Yeah that's precisely why I think this barebones approach is interesting IMHO, as while the first pass involves straightening things on Z after placing the meshing, a later second pass is is always possible. Points can be added as needed and they can be fine-tuned either in UV space or in 3D space (or both).
This is a mesh transformed into curves
Corners are preserved in the conversion to curves by being marked with a Boolean x Point attribute so they get temporarily split. You may need to tweak the Corner Angle option in the 2D Triangular Remesher group. This group was created by Higgsas, you can get it there in his tris to quads file.

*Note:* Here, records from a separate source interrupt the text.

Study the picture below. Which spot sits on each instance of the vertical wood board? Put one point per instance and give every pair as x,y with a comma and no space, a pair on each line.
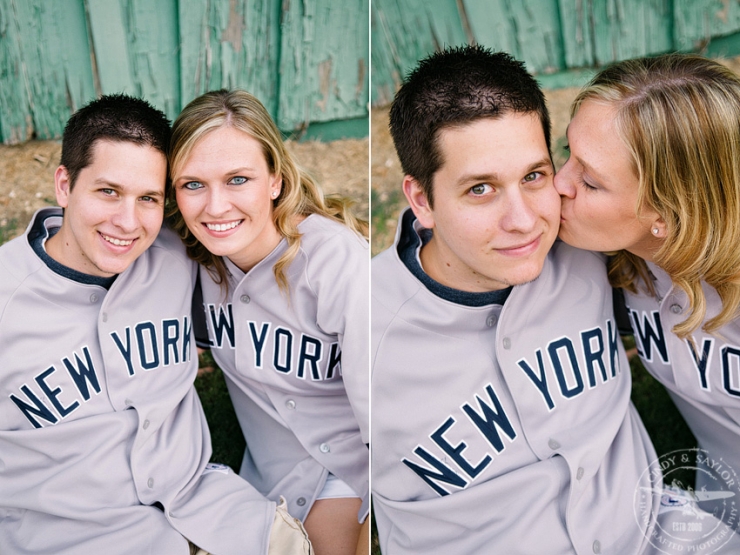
218,48
135,44
16,123
697,21
529,30
597,32
54,62
406,31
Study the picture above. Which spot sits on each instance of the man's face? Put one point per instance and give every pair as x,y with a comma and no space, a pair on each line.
115,210
496,211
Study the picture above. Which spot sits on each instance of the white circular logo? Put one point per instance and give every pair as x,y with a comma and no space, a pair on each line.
692,517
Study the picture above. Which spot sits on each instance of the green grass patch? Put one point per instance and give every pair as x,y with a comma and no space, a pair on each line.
226,435
664,423
7,230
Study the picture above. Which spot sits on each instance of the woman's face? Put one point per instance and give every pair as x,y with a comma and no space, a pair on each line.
225,192
598,189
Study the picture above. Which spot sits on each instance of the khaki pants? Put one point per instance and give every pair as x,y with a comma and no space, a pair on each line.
287,537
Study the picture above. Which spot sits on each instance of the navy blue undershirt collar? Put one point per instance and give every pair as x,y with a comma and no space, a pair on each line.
37,237
409,246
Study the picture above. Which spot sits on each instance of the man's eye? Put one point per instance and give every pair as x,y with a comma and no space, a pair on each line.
481,189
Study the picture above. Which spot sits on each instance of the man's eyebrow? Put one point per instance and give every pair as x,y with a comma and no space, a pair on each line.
101,181
493,176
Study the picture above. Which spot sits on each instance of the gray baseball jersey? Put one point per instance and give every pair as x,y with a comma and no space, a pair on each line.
702,378
297,368
104,446
505,429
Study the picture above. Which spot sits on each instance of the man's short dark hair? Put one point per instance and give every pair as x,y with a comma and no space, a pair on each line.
115,117
452,88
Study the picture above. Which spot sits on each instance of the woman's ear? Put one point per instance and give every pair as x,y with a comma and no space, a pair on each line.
658,228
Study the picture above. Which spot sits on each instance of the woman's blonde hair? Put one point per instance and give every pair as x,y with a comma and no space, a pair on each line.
299,196
679,116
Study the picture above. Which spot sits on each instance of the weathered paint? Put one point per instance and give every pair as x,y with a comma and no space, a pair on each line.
219,48
403,32
45,65
596,32
529,30
56,55
135,46
697,21
323,73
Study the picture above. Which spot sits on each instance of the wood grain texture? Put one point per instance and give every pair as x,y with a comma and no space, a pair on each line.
230,44
45,64
324,57
529,30
405,31
135,45
697,21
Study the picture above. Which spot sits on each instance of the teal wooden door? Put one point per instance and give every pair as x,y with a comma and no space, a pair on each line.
307,61
553,37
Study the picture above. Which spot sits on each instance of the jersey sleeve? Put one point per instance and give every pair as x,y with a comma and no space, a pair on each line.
339,275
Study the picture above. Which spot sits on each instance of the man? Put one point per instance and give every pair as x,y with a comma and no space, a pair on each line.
104,446
501,413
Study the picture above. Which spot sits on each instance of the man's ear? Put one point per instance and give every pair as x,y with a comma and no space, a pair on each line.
418,201
62,186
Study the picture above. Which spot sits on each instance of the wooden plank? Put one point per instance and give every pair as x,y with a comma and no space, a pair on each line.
405,31
15,116
696,22
54,64
595,32
529,30
230,44
324,62
135,44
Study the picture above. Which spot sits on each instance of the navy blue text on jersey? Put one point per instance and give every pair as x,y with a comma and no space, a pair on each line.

I'm using Catmull Rom because they're very convenient and will keep the corners without extra work. You'll have to check out the attributes of other types of splines to recreate them in a way they match the results you'd get with a true Curve object if you want to use other types, then figure out the best approach to keep corners. Attributes example for a default NURBS:
It's possible to create a quads mesh instead, Higgas has a handy patch node group for this, but you'll have to either hunt it down in the thread or just buy his nodes, which are great.
You can unwrap it in many ways, my favorite is to position it over a 0-1 plane with the image (could be the same you're tracing over) and capture the vertices positions relative to it as the UV. Then you pick how you'll straighten the mesh, by hand, geonodes, whatever.